According to the ECOG 3598 study published early online in the Journal of Clinical Oncology, the addition of thalidomide to chemoradiotherapy increased toxicities but does not improve survival in patients with locally advanced non–small-cell lung cancer (NSCLC).

The trial involved a total of 546 patients with unresectable stage III NSCLC. All patients received induction chemotherapy with paclitaxel (225 mg/m2) and IV carboplatin (area under the curve 6) on day one, every three weeks for two cycles. A total of 271 patients on the investigational arm also received a starting dose of 200 mg thalidomide daily that was increased by 100 mg every week as tolerated up to a total daily dose of 1,000 mg. After induction therapy, patients with a response or stable disease underwent thoracic radiation therapy beginning between day 43 and 50 from the start of induction therapy. The primary objective of this study was to compare the survival of patients with unresectable stage III non–small-cell lung cancer (NSCLC) treated with combined chemoradiotherapy with or without thalidomide.

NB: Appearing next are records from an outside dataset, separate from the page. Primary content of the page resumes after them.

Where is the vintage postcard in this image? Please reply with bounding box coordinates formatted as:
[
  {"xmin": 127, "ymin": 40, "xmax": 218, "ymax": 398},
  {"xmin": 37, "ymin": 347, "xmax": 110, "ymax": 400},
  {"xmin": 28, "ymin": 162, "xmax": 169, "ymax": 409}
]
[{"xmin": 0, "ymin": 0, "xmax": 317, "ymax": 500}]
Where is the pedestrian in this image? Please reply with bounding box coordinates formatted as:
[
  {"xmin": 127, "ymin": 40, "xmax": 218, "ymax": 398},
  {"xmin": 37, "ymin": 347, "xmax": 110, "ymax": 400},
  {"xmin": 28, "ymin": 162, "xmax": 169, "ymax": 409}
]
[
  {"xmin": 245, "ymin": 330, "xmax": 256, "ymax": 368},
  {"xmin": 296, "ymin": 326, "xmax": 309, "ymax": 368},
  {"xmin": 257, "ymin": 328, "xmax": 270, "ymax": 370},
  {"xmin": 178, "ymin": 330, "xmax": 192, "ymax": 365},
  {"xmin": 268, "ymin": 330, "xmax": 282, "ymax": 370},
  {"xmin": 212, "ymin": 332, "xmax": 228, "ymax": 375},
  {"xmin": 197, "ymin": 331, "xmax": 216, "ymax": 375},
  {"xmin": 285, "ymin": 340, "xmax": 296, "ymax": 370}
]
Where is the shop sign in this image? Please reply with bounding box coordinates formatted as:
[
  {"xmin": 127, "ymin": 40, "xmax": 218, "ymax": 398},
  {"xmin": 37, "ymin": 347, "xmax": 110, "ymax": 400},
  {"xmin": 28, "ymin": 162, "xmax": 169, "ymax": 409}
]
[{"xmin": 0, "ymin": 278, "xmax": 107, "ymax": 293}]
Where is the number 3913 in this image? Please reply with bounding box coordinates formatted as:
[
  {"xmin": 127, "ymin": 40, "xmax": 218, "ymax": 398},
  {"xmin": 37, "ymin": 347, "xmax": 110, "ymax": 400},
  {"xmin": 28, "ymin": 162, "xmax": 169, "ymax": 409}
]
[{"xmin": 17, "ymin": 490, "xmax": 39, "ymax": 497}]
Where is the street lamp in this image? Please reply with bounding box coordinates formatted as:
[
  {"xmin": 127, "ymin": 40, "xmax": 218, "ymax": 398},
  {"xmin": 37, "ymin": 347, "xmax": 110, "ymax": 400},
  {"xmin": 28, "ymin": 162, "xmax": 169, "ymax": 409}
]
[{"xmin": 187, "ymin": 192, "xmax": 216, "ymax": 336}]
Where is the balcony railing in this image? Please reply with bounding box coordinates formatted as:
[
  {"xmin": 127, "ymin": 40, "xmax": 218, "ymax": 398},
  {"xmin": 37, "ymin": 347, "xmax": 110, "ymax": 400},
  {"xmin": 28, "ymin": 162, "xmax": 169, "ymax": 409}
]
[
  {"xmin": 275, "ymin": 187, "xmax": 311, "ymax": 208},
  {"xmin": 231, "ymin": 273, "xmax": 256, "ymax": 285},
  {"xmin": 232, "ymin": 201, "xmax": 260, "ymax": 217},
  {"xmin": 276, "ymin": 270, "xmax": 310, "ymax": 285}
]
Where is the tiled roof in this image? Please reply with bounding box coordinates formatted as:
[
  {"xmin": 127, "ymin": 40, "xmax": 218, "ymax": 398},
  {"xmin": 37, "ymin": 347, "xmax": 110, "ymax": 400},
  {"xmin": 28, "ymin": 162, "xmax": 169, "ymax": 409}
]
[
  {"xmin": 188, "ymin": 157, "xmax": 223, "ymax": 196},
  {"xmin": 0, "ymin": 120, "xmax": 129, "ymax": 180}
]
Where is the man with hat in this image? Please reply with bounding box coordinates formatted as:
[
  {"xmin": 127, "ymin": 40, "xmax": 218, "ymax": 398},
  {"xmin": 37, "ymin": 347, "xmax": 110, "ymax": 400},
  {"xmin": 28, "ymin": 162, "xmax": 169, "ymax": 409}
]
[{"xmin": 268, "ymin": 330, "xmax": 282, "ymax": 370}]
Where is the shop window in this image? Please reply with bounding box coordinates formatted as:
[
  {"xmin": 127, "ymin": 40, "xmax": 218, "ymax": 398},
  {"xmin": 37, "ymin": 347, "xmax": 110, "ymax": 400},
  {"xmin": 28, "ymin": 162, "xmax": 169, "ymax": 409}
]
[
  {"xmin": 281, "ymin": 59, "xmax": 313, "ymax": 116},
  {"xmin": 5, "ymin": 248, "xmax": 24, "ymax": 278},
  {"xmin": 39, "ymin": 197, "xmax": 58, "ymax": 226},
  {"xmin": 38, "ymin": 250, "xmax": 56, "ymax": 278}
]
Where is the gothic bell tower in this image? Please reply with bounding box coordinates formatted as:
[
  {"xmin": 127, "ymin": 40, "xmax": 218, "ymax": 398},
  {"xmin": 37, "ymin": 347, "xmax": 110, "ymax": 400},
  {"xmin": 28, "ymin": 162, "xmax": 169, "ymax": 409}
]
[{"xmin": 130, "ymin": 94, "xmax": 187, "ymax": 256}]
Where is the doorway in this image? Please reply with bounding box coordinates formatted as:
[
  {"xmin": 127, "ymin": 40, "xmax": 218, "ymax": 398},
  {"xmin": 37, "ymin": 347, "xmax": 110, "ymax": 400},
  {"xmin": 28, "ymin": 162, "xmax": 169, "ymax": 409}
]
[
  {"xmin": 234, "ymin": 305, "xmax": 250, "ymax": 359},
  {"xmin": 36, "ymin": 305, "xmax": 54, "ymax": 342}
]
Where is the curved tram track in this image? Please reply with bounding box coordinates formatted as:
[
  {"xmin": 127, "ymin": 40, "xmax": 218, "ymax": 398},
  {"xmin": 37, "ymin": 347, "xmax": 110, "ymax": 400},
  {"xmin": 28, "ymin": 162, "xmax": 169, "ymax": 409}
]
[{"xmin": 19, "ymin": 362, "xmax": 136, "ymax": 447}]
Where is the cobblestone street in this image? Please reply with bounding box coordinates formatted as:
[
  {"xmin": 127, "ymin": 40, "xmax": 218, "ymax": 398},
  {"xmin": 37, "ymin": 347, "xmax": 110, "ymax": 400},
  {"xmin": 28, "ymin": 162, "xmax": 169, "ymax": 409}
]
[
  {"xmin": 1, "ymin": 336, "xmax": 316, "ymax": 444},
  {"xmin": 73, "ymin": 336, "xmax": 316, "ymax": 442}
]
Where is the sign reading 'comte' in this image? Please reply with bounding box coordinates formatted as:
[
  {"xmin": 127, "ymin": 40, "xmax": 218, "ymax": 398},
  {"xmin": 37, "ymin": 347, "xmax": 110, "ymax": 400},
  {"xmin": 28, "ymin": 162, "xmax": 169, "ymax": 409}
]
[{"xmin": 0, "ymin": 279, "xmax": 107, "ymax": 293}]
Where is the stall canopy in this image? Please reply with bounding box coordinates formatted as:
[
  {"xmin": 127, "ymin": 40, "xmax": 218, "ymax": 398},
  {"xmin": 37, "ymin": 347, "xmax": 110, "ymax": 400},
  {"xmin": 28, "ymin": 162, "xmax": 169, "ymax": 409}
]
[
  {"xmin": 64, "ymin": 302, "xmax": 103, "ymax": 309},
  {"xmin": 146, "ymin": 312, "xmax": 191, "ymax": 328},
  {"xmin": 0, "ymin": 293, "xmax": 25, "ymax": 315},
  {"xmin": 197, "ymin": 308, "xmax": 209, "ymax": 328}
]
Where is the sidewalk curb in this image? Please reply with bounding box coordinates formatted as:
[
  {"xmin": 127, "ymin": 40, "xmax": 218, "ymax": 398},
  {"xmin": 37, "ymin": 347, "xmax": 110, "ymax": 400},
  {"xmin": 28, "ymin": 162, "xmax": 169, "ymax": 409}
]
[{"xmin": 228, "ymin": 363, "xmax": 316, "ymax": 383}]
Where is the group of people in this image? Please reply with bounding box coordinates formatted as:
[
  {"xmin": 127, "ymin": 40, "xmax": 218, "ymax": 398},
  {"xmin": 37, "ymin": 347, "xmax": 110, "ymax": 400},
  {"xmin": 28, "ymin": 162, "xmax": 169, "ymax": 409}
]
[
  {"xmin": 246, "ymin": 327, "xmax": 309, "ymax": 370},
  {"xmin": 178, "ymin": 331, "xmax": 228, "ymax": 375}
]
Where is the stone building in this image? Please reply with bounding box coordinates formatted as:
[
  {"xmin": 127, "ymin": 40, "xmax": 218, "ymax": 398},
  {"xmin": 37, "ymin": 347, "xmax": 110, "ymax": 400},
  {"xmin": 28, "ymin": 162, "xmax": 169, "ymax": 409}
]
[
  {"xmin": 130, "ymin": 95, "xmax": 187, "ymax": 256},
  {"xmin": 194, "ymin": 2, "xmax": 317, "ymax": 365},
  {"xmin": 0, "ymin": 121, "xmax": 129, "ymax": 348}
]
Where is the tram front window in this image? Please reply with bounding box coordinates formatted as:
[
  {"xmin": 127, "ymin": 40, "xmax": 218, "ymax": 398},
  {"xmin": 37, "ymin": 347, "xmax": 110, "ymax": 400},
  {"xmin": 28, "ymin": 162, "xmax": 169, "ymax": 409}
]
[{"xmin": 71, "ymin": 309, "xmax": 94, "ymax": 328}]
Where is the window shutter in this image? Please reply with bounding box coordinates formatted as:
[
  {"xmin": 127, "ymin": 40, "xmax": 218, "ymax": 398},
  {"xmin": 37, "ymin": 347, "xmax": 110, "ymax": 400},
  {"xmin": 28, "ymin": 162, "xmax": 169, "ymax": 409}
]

Median overall survival, progression-free survival, and overall response rate were 15.3 months, 7.4 months, and 35.0%, respectively, for patients in the paclitaxel/carboplatin (PC) arm, compared with 16.0 months (P = 0.99), 7.8 months (P = 0.96), and 38.2% (P = 0.47), respectively, for patients in the paclitaxel/carboplatin/thalidomide (TPC) arm.

The following data were reported for adverse effects:

• Overall, grade 3 adverse events were seen more often in the TPC than the PC arm (53% v 44%; P=0.004)

• There was no difference in grade 4 and 5 incidence between the two regimens, with 32% of grade 4 and 1% of grade 5 events observed in each arm

• There was a statistically significantly higher rate of grade 3 or greater thomboembolic events in the TPC arm (11%) compared with the control arm (3%; P<0.001), even with the addition of prophylactic aspirin.

• Patients in the TPC arm had a statistically significantly higher incidence of the following grade 3 toxicities compared with patients in the PC arm: fatigue, depressed consciousness, dizziness, sensory neuropathy, tremor, constipation, dyspnea, hypoxia, hypokalemia, rash, and oedema.

The researchers concluded that thalidomide does not offer an additional therapeutic strategy in the management of NSCLC as it did not improve progression-free survival, overall survival or overall response.